Monday, December 8, 2008

The Greater Depression?



I find myself offended by the constant media references to the US Great Depression of the 1930's.  It seems disrespectful to compare anything that is going on in the US today with those that suffered in the 30's.  Further, the sentimental baggage surrounding the GD just adds more noise to a chaotic situation.  

Finally, there are aspects of the GD that aren't talked about very much.  Everything I have heard about that period, of course, is second hand.  But one thing that doesn't get talked about much is that people with money did pretty well.  This was always followed by the comment that no one had any, or some other reference to hard times.  But, frankly, people with cash did well.  Anyone that kept a job and their pay level was better off.  A lot better off.  And smart enough to not flaunt it.

From the BLS, CPI:

              YOY Chg     Cumulative        Return on Cash
1930         -2.3
1931          -9.0                -11                        +12.4
1932          -9.9               -20                        +25.0
1933          -5.1               -24                         +31.5

A lot of wages were sticky and even though unemployment was very high, a lot of people still had jobs.  Those that kept their jobs and whose wages weren't cut had a 31% raise over this period.  Cash in a mattress had a 31.5% return.

The National Bank of Sealey was the hot investment of the time.  Some of the virtues of that generation -- avoid debt, avoid risk, save (hoard) cash, was an attachment to the winning strategy of the decade.  

For everyone waiting for deflation, remember that we have a Fed Chairman that has written extensively about doing anything to avoid deflation.  We have hedge fund guys running Treasury.  And we have people lined up to loan them money like people were begging for shares in the ipo of pets.com.  The 10 year is at a 50 year low.  

This December, the Social Security COLA is 5.8%.  If we have 10% deflation, like the 30's, they get a 16% raise in real benefits.  Now some of this really needs to happen, since food and energy were ignored in the official CPI.  This is simply unmeasured inflation unwinding.  

Remember the Andy Hardy movies?


Dad was a judge.  A government employee.  And they always had a maid and a cook and seemed pretty prosperous.  Sure it was just the movies, but not much more of a distortion then the migrant photos.  

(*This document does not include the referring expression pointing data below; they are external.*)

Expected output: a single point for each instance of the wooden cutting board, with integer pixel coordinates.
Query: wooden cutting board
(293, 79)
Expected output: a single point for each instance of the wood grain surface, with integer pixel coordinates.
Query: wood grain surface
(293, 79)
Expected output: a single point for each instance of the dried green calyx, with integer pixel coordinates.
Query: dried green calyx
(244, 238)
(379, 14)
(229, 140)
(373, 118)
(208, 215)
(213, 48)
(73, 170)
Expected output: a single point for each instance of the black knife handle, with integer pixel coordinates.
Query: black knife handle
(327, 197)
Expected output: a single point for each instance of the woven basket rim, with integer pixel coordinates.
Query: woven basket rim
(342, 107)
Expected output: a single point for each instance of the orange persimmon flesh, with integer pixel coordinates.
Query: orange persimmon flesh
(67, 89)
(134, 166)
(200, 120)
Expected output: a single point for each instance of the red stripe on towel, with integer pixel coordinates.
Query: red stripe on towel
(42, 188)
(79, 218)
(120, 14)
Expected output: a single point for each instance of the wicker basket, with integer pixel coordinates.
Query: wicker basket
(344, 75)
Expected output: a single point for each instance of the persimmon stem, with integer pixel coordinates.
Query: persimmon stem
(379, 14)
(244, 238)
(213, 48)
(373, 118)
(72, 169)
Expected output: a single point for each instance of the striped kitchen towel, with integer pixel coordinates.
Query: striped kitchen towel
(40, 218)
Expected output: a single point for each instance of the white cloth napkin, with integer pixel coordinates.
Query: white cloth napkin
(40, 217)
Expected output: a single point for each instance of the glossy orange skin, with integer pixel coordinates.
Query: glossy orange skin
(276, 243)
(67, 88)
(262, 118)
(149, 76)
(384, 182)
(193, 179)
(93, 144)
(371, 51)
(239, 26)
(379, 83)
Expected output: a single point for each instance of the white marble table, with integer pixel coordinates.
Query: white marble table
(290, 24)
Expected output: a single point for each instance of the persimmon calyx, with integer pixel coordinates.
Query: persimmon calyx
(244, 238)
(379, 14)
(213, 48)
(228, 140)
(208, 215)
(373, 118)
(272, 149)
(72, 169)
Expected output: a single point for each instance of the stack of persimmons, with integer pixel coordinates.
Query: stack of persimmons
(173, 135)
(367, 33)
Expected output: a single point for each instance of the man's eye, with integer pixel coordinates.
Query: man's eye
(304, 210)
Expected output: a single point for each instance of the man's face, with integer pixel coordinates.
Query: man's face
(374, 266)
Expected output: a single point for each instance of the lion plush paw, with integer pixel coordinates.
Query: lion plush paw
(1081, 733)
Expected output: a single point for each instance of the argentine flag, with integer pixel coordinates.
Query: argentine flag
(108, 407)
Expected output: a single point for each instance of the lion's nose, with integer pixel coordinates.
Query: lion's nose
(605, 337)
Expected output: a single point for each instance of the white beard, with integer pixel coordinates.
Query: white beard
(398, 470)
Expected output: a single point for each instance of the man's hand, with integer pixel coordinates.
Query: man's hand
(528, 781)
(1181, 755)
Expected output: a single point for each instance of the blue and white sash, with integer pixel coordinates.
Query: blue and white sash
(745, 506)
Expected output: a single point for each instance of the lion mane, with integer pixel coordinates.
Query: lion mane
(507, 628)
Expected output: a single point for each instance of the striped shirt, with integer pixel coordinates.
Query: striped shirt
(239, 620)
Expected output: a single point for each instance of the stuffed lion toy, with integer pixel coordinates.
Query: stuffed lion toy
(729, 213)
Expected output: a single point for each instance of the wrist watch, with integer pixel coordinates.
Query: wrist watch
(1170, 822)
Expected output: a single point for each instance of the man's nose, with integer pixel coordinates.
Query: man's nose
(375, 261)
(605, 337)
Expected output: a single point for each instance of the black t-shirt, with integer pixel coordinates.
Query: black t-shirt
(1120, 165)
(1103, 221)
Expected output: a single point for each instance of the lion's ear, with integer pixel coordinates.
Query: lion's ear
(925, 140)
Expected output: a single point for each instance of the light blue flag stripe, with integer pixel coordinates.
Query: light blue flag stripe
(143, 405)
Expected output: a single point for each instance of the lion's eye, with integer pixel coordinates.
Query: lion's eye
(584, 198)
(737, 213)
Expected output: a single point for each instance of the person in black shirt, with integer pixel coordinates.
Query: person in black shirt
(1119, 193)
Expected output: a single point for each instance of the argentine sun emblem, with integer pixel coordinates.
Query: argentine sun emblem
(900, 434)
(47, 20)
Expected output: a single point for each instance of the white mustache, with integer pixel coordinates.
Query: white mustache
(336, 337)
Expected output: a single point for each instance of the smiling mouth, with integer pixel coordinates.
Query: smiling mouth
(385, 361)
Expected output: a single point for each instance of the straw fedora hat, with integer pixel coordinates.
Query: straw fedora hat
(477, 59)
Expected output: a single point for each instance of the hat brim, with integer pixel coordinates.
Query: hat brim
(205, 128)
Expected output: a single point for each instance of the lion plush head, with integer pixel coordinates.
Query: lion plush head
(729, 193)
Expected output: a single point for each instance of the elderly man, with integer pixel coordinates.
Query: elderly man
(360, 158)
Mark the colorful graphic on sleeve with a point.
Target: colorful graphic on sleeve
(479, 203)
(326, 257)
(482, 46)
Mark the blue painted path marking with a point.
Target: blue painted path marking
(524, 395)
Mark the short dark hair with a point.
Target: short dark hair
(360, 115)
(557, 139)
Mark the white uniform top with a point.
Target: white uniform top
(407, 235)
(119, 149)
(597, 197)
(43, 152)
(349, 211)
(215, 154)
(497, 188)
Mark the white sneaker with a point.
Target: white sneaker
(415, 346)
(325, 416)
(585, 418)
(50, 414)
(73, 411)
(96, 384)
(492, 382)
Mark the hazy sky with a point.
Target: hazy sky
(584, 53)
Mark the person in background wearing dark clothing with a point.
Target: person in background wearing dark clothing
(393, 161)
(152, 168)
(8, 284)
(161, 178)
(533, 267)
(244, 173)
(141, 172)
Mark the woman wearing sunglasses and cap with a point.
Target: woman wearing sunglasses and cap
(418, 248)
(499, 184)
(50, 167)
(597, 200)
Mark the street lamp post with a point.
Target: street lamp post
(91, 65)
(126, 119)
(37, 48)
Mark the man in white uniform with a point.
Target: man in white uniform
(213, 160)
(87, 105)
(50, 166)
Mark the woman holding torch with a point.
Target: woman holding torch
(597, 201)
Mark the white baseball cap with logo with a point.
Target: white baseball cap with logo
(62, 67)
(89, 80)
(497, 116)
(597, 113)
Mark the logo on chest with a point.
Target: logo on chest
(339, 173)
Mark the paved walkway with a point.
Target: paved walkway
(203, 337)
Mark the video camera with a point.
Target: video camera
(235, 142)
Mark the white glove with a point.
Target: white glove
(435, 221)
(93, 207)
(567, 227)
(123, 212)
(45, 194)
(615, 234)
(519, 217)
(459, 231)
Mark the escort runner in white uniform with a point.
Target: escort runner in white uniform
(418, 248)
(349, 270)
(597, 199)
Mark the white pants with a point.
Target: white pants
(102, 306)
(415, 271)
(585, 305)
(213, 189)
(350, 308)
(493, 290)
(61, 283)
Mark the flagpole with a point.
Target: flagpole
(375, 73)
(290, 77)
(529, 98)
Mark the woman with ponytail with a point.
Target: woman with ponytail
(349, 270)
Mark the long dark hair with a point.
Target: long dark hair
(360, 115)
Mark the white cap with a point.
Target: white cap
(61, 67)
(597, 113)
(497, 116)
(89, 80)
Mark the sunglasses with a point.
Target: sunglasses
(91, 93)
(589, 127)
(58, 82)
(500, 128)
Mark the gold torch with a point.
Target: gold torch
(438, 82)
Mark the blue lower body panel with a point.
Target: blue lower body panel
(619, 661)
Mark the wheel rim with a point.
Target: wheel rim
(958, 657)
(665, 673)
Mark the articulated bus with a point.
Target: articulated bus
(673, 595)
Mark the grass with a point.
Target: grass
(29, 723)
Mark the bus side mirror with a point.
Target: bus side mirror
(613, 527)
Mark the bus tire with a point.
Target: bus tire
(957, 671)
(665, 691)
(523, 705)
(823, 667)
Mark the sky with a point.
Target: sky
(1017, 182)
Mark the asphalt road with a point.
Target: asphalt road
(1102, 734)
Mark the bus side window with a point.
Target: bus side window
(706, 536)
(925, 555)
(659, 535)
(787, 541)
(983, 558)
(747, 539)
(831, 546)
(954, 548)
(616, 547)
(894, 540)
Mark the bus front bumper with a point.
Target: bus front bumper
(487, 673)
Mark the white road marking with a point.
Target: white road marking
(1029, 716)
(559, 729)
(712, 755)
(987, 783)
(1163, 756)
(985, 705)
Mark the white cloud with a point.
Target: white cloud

The point of this being that I don't see people on a fixed income getting a 30% increase in real benefits over the next three years.  I don't see hoarded cash earning 30%. 

I do see the Treasury borrowing money under 3% for 10 years and people are having a hard time counting the ways that we will employ fiscal stimulus.  I also see the Treasury being run like a hedge fund, with positive carry on all the bailed out assets, which have pretty decent haircuts.  Plus a lot of equity kickers.  

I don't want to be lending to the hedge fund of last resort.